A lot of “ink” has been spilled on the question of whether or not children should be invited to the wedding. It is a hard and fast rule that … it depends. If you like children and like the idea of them being at your wedding, you should invite them. If you want a more formal atmosphere, you shouldn’t. But, even if you’re having children at your wedding, should they be in it?
Again, the answer is … it depends. If you choose to invite children to your wedding, parents can decide for themselves if the venue and timing is appropriate. But, if you invite a child to be in your wedding, the parents will be hard-pressed to say no, so you need to be a little more aware of what you’re asking. Before deciding whether or not to have children in general, or a specific child in your wedding you need to think about these five things:
1. Time of Day – You probably know that young children go to bed early, but do you know that children as old as 5 sometimes take naps? Did you know that children as old as 10 may be able to stay awake for a late wedding, but may get unbelievably and unhelpfully grumpy? If getting ready for your wedding is an all day affair that requires the child to sit still in fancy dress for hours on end, posing for pictures, etc. you may want to rethink it. If your wedding is a nighttime thing that starts at 8, you may also want to rethink it.
2. Your Church – Believe it or not, some churches have rules about how old the children need to be to be in the wedding. This is because many churches consider a wedding a solemn occasion and think a child being pulled in a wagon down the aisle is cute, but inappropriate. Before asking any child to be in your wedding, check with your officiant about the rules.
3. Family Dynamics – Let’s say you and your fiance(e) both have nieces about the same age. Can you ask one to be a flower girl and not the other? Probably not. What if you have multiple nieces and nephews? As hard as it is for some fully-grown women to learn that they aren’t a bridesmaid imagine that feeling for an eight year old girl. Unless you want your wedding party to look like the cast of Annie, you may have to go without having children.
4. Control – Ask any parent or teacher, children are unpredictable. If you want your wedding to go like clockwork and no surprises, do not involve children.

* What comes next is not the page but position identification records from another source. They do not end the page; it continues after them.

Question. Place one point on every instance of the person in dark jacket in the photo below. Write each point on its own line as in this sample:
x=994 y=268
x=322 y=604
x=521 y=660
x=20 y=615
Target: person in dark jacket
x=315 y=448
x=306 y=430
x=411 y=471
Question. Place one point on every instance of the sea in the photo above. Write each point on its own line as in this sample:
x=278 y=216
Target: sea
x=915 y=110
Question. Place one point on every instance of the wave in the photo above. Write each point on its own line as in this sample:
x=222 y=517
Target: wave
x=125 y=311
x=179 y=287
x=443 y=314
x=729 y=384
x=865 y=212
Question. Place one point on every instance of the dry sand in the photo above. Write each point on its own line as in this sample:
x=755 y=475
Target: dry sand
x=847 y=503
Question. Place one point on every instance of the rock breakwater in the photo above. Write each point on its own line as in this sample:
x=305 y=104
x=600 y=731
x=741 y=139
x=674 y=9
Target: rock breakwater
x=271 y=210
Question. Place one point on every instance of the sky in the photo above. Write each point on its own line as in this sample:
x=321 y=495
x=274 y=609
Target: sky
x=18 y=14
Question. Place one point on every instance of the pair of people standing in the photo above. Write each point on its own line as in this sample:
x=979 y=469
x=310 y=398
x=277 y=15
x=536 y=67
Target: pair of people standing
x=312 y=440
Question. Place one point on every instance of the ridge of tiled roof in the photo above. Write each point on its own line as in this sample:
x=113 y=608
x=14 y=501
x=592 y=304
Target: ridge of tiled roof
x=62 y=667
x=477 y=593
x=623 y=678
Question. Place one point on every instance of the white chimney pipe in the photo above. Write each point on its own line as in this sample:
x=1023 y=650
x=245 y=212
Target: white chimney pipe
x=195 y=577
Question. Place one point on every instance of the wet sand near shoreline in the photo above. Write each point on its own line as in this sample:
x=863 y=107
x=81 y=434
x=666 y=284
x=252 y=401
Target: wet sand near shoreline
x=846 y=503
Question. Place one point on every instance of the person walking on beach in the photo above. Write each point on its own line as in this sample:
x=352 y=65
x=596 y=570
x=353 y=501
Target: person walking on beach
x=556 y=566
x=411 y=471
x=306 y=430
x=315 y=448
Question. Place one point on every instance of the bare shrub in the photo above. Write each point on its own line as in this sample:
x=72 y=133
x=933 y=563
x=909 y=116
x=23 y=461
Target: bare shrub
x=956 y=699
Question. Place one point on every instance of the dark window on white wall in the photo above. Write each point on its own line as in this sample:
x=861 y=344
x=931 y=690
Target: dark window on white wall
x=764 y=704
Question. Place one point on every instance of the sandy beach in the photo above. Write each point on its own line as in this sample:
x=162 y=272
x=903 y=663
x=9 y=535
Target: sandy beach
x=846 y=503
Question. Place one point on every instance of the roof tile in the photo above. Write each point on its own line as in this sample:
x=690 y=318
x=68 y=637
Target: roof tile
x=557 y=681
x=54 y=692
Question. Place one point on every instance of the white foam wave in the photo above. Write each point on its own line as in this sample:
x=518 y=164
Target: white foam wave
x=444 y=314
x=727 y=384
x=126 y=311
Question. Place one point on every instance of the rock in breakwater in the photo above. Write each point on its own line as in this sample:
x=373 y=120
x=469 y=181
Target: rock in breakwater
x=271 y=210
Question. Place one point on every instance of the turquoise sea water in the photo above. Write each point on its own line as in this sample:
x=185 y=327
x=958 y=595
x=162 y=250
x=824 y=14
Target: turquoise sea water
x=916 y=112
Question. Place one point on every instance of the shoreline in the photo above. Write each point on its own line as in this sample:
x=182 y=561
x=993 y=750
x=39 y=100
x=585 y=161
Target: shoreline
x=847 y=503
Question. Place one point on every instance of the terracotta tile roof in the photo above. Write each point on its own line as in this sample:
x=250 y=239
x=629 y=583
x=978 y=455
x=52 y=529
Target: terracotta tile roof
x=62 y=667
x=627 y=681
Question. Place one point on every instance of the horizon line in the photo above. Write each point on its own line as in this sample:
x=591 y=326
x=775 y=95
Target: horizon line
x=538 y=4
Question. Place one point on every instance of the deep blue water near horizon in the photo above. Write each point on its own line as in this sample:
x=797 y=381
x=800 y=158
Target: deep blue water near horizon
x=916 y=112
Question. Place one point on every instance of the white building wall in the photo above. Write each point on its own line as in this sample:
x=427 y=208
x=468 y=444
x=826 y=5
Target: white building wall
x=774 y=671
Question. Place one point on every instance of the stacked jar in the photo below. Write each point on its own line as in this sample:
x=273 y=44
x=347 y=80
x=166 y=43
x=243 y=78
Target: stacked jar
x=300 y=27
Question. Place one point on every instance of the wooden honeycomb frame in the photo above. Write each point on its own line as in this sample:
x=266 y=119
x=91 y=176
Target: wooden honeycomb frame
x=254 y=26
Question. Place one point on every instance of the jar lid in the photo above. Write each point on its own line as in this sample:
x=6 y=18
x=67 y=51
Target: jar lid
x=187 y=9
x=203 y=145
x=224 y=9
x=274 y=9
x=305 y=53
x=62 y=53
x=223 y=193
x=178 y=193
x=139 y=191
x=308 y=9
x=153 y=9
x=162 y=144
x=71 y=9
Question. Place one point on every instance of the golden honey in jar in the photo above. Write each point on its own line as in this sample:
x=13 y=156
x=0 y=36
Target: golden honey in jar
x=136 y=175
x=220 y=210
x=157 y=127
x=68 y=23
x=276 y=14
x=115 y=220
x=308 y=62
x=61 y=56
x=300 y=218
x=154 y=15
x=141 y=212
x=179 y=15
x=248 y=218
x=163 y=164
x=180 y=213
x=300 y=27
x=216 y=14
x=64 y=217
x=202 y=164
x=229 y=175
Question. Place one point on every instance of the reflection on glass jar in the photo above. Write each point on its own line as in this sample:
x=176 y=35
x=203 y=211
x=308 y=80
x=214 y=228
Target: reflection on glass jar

5. The Child - Being a flower girl at the age of 6 was the apex of my daughter’s life, she still talks about it 4 years later. Being a ring bearer at the age of 4 in the same wedding was the nadir of my son’s life, he still complains about it 4 years later. I’m still apologizing for his refusal to actually walk down the aisle 4 years later as well. Think about the children involved and their personalities, then ask the parents first.